Abstract:
Through this study, we try to evaluate the effects that the direct and indirect taxation and the
subsidies provided by the Government have on income inequality. We use Gini coefficient as a
measure of inequality and use annual data for Indian economy for years 1982-2015 and employ
an ARDL-based bounds test approach for testing co-integration. We ascertain the stationarity
properties for all the series, separately using the ADF test, the DF-GLS test and the KPSS
test. We estimate the long-run and short-run coefficients and find that a long-run negative
relationship exists between Gini coefficient and subsidy-related expenditure. The long-run
coefficients of direct and indirect taxation terms are positive but are significant only at 10%. The
short-run coefficients obtained from ECM show that a negative relationship exists between
expenditure on subsidies and Gini coefficient. In short run, direct tax seems to have an
insignificant positive coefficient while indirect tax seems to have a significant unbalancing effect.

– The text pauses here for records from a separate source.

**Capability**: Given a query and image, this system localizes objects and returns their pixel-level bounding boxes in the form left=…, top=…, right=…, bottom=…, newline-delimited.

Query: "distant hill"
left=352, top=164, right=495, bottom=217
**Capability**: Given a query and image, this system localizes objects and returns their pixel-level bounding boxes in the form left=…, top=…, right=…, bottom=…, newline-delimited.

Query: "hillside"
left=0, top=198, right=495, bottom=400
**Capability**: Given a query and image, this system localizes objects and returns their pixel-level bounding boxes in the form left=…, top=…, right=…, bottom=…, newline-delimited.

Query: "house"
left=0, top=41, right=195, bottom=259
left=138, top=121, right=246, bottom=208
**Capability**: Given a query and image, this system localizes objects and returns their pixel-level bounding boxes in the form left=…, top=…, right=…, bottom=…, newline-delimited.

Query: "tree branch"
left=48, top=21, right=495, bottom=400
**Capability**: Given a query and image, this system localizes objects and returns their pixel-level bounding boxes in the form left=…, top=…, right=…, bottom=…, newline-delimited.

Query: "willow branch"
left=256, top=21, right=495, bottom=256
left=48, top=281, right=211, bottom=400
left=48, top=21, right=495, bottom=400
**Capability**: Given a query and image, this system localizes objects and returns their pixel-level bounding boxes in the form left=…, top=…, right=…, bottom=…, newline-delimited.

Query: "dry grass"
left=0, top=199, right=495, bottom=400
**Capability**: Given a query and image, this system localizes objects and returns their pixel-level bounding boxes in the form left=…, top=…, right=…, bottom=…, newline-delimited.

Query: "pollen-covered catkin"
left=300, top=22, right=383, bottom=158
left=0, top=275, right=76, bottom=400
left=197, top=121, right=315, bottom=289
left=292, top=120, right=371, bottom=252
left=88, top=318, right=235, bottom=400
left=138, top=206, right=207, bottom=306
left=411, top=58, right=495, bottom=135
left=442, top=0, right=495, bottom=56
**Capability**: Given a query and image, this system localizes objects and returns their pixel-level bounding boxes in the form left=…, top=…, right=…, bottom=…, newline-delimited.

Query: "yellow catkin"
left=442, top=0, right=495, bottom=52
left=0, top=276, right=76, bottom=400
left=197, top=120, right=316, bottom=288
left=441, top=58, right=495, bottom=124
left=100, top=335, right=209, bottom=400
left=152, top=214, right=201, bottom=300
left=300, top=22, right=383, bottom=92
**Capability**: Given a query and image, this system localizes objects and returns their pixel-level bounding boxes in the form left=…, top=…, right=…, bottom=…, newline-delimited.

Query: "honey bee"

We employ the Granger causality tests to confirm direction of causality and find that there runs a
unidirectional causality from direct tax, indirect tax and subsidy to Gini coefficient, while any
causality from Gini to any series is largely insignificant. The results imply that the government
should use the calculated hybrid of tools like direct and indirect taxation and subsidies to have an
equalizing impact on the economy. Moreover, the significant causal relationship from subsidies to
Gini opens up an opportunity for the government to improve the income distribution using
targeted subsidies, for example the Aadhaar-linked Direct Transfer Benefits etc.